SALA DE CASACIÓN PENAL  

PATRICIA SALAZAR CUÉLLAR  

Magistrada ponente  

AP4497-2014  

Radicación n.° 42416  

(Aprobado  Acta n°  254)   

Bogotá  D.C., cinco (5) de agosto de dos mil  catorce (2014)   

ASUNTO  

Decide  la  Sala sobre la admisibilidad de la  demanda  de revisión presentada por el abogado Cesar Alberto Tamayo, quien dijo  actuar  en  representación de los sentenciados FERNEY ARMIDIO MARÍN JIMÉNEZ y  WILLIAM  ANDRÉS SÁNCHEZ URDINOLA, contra la sentencia fechada el 9 de abril de  2012,  mediante la cual el Tribunal Superior del Distrito Judicial de Medellín,  confirmó  la  decisión  proferida  el  21  de  octubre  de 2011 por el Juzgado  Tercero  Penal  del  Circuito Especializado de la misma ciudad, que los condenó  al  encontrarlos  responsables de la comisión del delito de extorsión en grado  de tentativa.   

HECHOS Y ACTUACIÓN PROCESAL  

Los hechos fueron narrados por el Tribunal, de  la siguiente manera:   

“…Se  presentaron  en  la  ciudad  de  Medellín,  desde  el  día  tres  (3)  de  julio de 2010, cuando el señor Juan  Fernando  Calle  Aristizabal  fue  requerido,  por  los  aquí  procesados, para  exigirle  la  cancelación  de  una  deuda  de  ciento  treinta y cinco millones  (135.000.000)  de  pesos,  los  cuales  eran  el  remanente de una operación de  lavado  de  activos  que  se  había iniciado en la ciudad de Panamá, y ante la  demora  en  la  cancelación  de  esos dineros por parte del señor Juan Gabriel  Villa,  comenzaron  las  amenazas  contra  el señor Calle Aristizabal, a fin de  obtener  el  pronto  pago de la deuda. Situación esta que se prolongó hasta el  diez  (10)  de  julio  de  dos  mil  diez  (2010),  cuando fueron capturados, en  situación  de  flagrancia,  los  cuatro  ciudadanos  procesados,  por  personal  adscrito al grupo GAULA de la Policía Nacional.”   

          El  11 de julio de 2011 se legalizó ante el Juez 27 Penal Municipal  con  Funciones  de  Control  de  Garantías  de Medellín la captura de SÁNCHEZ  URDINOLA  y  MARÍN  JIMÉNEZ,  se  les  formuló  imputación  en su calidad de  coautores  del  delito  de extorsión agravada en grado de tentativa, cargos que  no  aceptaron.   Seguidamente,  a  solicitud  de  la Fiscalía, el Juez los  afectó  con medida de aseguramiento privativa de la libertad en establecimiento  carcelario.   

          Presentado  el  escrito de acusación, se llevó a cabo la audiencia  el  20  de  agosto de 2010 en la que se varió la calificación por el delito de  SECUESTRO  EXTORSIVO  con  la circunstancia de mayor punibilidad señalada en el  numeral 10º del artículo 58 del Código Penal.   

La audiencia preparatoria se inició el 2 de  noviembre  de  2010  y  culminó el 4 de febrero de 2011, luego de reanudarse el  trámite  suspendido  en virtud al recurso de apelación que se interpuso por la  defensa contra la decisión de decreto probatorio.   

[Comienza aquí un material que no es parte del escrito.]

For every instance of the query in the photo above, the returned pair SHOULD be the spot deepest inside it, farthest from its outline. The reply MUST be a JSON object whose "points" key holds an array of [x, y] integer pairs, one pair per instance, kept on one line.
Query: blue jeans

Adelantado  en  debida  forma el juicio oral  (entre  el 10 de febrero y el 9 de septiembre de 2011), el Juzgado 3º Penal del  Circuito  Especializado  de  Medellín,  emitió  sentido  de fallo de carácter  condenatorio  en  contra  de  WILLIAM ANDRÉS SÁNCHEZ URDINOLA y FERNEY ARMIDIO  MARÍN,  entre  otros,  quienes  fueron  condenados en su calidad de autores del  delito  de EXTORSIÓN EN GRADO DE TENTATIVA, a las penas principales de 64 meses  de   prisión   y   320   salarios   mínimos   legales   mensuales.1   

Impugnada la sentencia, fue confirmada por el  Tribunal  Superior  del  Distrito Judicial de Medellín, en decisión datada a 9  de abril de 2012.   

LA DEMANDA  

Se  impetra  a  la  luz de la causal 7ª del  artículo  192  de  la  ley  906 de 2004, por considerar que la Corte Suprema de  Justicia  cambió  favorablemente  el  criterio jurídico en decisión proferida  dentro    del    radicado    «38254»,   a  partir  de  la  cual,  según  entender  del  accionante:   

…al examinar el contenido del artículo 26  de  la  ley  1121 de 2006, referido a la prohibición de beneficios, en especial  el  derivado  de  las  rebajas  por  allanamiento  a  cargos  o preacuerdos y al  ejercitar  una  nueva  comprensión acerca de la interpretación jurisprudencial  que  venía  aplicándose  respecto  de la punibilidad y aumentos de pena de que  trataban  los  artículos  5  de  la ley 733 de 2002 y 14 de la ley 890 de 2004,  modifica,  acorde  con  las  atribuciones  legales, artículo 4 de la Ley 169 de  1.896,  en  consonancia con los precedentes constitucionales, la interpretación  que  venía  aplicándose,  de  tal  manera  que,  consideró  que  a la hora de  conjugar   la   aplicación   de  aquellas  normativas,  salta  a  la  vista  la  vulneración   del  principio  de  proporcionalidad  de  la  pena…2   

Para   concluir,  que  debe  procederse  a  redosificar   la  pena,  sin  que  resulte  relevante  si  el  proceso  terminó  anticipadamente   o  por  juicio  oral,  ya  que  en  su  criterio  «existe  un  contrasentido  entre la finalidad del incremento y la  posterior   prohibición»;  por  tanto,  la  pena que correspondería a sus defendidos, sería de cuarenta y  seis  (46)  meses  de  prisión  y  multa  de doscientos veintisiete punto cinco  (227.5) salarios mínimos legales mensuales.   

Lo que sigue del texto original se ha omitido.